Cuando se confirmó la caída de la República, Aurora supo que no volvería a España. “En todas las cartas estaba escrito, la república ha caído, hemos perdido la guerra. Raúl y yo nos abrazamos con todos formando el corazón de la granada hispánica del éxodo. El patio del internado se convirtió en una tumba abierta, el comedor en un tragadero de desdichas y el dormitorio en un hormiguero incendiado por la erupción de la desesperanza que andando el tiempo de las penas alzaría pirámides de nostalgias cubiertas por las cenizas del nunca más regresé’, escribió.
Después de salir del internado, vivió con familias mexicanas, trabajó como actriz, tuvo un hijo como madre soltera, escribió cuentos y novelas. Incluso fue finalista del Premio Planeta. Pero siempre llevó ese cerezo dentro. “Todo lo veía con ojos de niña que tuvo que crecer demasiado rápido”, dice Nuria Capdevila.
“Mi madre no hablaba desde el resentimiento, sino desde la memoria. Siempre decía: ‘Yo no escribo para que me tengan lástima. Escribo para que no se olvide lo que nos pasó’”, recuerda Juan Carlos.
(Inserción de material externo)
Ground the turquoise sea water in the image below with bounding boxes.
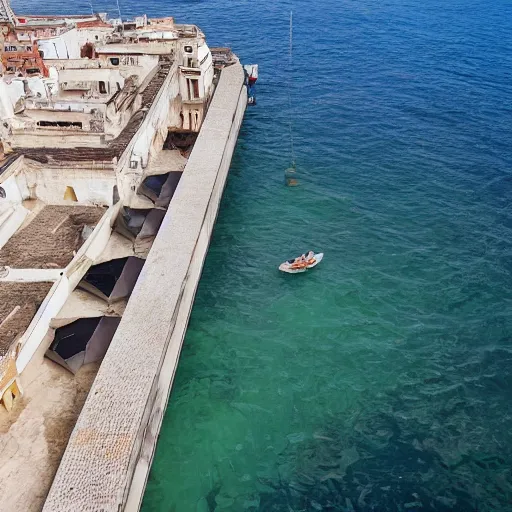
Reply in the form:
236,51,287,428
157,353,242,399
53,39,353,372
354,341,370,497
13,0,512,510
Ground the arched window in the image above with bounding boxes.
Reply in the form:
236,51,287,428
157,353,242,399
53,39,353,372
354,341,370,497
63,186,78,201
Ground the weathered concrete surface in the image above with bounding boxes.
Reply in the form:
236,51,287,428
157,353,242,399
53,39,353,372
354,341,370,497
0,205,105,269
42,62,247,512
0,335,99,512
Además, cuenta que era una mujer muy positiva: ‘Cuando contaba las cosas, no las contaba ni con tristeza ni con dolor, las contaba como una aventura... por ejemplo, cómo trataban de conseguir comida, porque bueno, como narra ella en sus libros, padecían hambre, tenían hábitos bastante rígidos, bastante feos’, y eso, relata su hijo, hizo que la educación que le ofreció su madre fuera también algo estricta.
“Contaba cómo el olor del mar le revolvía el estómago"
Años después, Aurora volvió a recorrer ese viaje en su memoria. “Contaba cómo el olor del mar le revolvía el estómago, no solo por el mareo, sino por la tristeza. Decía que en el barco perdió la noción del tiempo… y un poco también la infancia”, relata Nuria Capdevila. “Lo que me impresionó de ella fue su claridad, su forma de contar sin adornos pero con una voz muy suya, muy viva”.
Para su hijo, Juan Carlos, escuchar esas historias también fue una forma de comprender a su madre. “Yo nací en México, pero crecí con una madre que tenía alma catalana. Me hablaba de su cerezo como si fuera un personaje. Ese árbol fue su patria portátil, su casa dentro del exilio”. Jorge Hernández lo dice claro: “Aurora fue de esas mujeres que la historia oficial olvida, pero que sostienen la memoria colectiva. Sin su voz, sin sus cerezas, sabríamos menos de lo que fue el exilio”.
Aurora dedicó dos de sus libros a sus nietos. Estos escritos, que ella misma les narraba a sus nietos en forma de cuento, tenían como protagonista a una niña llamada Correia, un alter ego que representaba su propia infancia marcada por el exilio. "Te beso buenas noches" fue escrita para su primer nieto, mientras que "Cerezas" fue dedicada a su segundo. Son un testimonio de su amor por ellos y, al mismo tiempo, un legado de historias que no quería que olvidaran. A través de estos relatos, Aurora les ofreció un pedazo de su viaje de vida.
Ella nunca renegó de México, pero tampoco dejó de sentir que una parte de ella quedó en Barcelona. “Siempre decía que no hay regreso cuando te vas tan pequeña. Que el país al que sueñas volver ya no existe, y el que te recibe nunca te ve del todo como propio”, recuerda su hijo. Aurora Correa murió en 2008. Pero dejó su historia escrita, y eso es lo que la mantiene viva. Como ella decía: “Las cerezas siempre vuelven. Hay que saber buscarlas”.